Else had sat down in an arm-chair and as she sat there, with her arm resting on the side of the chair and her head resting on her arm in the pose of a grande dame and with the melancholy expression of a precocious child, George felt again strangely thrilled by her look. He was not feeling very satisfied with his ballad to-day, and was fully conscious that he was endeavouring to help out its effect by putting too much expression into his playing.

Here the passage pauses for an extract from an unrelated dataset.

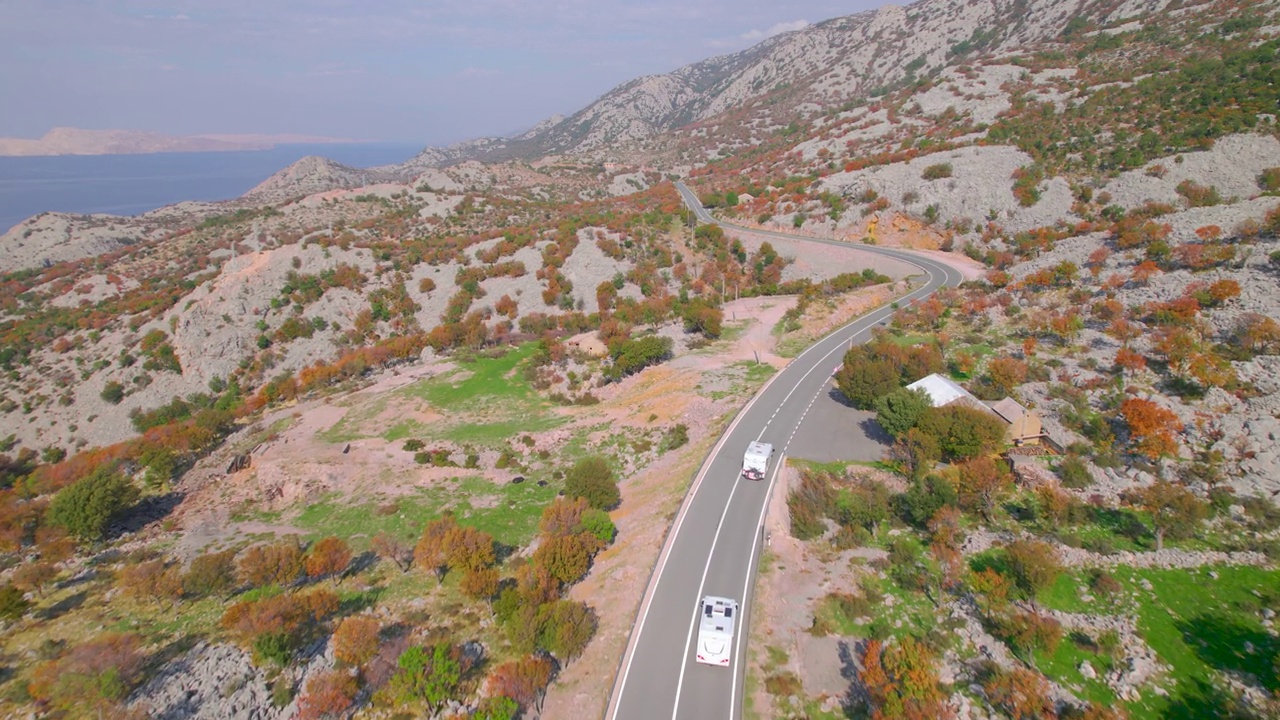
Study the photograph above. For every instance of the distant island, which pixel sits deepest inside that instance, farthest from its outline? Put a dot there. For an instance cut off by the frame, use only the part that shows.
(76, 141)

Hofrat Wilt stepped softly into the room and made a sign that they were not to disturb themselves. He then remained standing by the door leaning against the wall, tall, superior, good-natured, with his closely-cropped grey hair, until George ended his performance with some emphatic harmonies. They greeted each other. Wilt congratulated George on being a free man and being now able to travel South. "I'm sorry to say I can't do it," he added, "and all the same one has at times a vague notion that even though one were not to visit one's office for a year on end, not the slightest change would take place in Austria." He talked with his usual irony about his profession and his Fatherland. Frau Ehrenberg retorted that there was not a man who was more patriotic, and took his calling more seriously than he himself. He agreed. But he regarded Austria as an infinitely complicated instrument, which only a master could handle properly, and said that the only reason for its sounding badly so often was that every muddler tried his art upon it. "They'll go on knocking it about," he said dismally, "until all the strings break and the frame too."

When George went Else accompanied him into the empty room. She still had a few words to say to him about his ballads. She had particularly liked the middle movement. It had had such an inner glow. Anyway, she hoped he would have a good time on his journey.

He thanked her.

"So," she said suddenly, when he already had his hat in his hand, "it's really a case now of saying a final farewell to certain dreams."

"What dreams?" he asked in surprise.

"Mine of course, which you are bound to have known about by this time."

George was very astonished. She had never been so specific. He smiled awkwardly and sought for an answer. "Who knows what the future will bring forth?" he said at last lightly.

She puckered her forehead. "Why aren't you at any rate as straight with me as I am with you? I know quite well that you are not travelling alone ... I also know who is going with you ... what is more I know the whole thing. Good gracious, what haven't I known since we have known each other?"

And George heard grief and rage quivering below the surface of her words. And he knew that if he ever did make her his wife, she would make him feel that she had had to wait for him too long. He looked in front of him and maintained a silence that seemed at once guilty and defiant.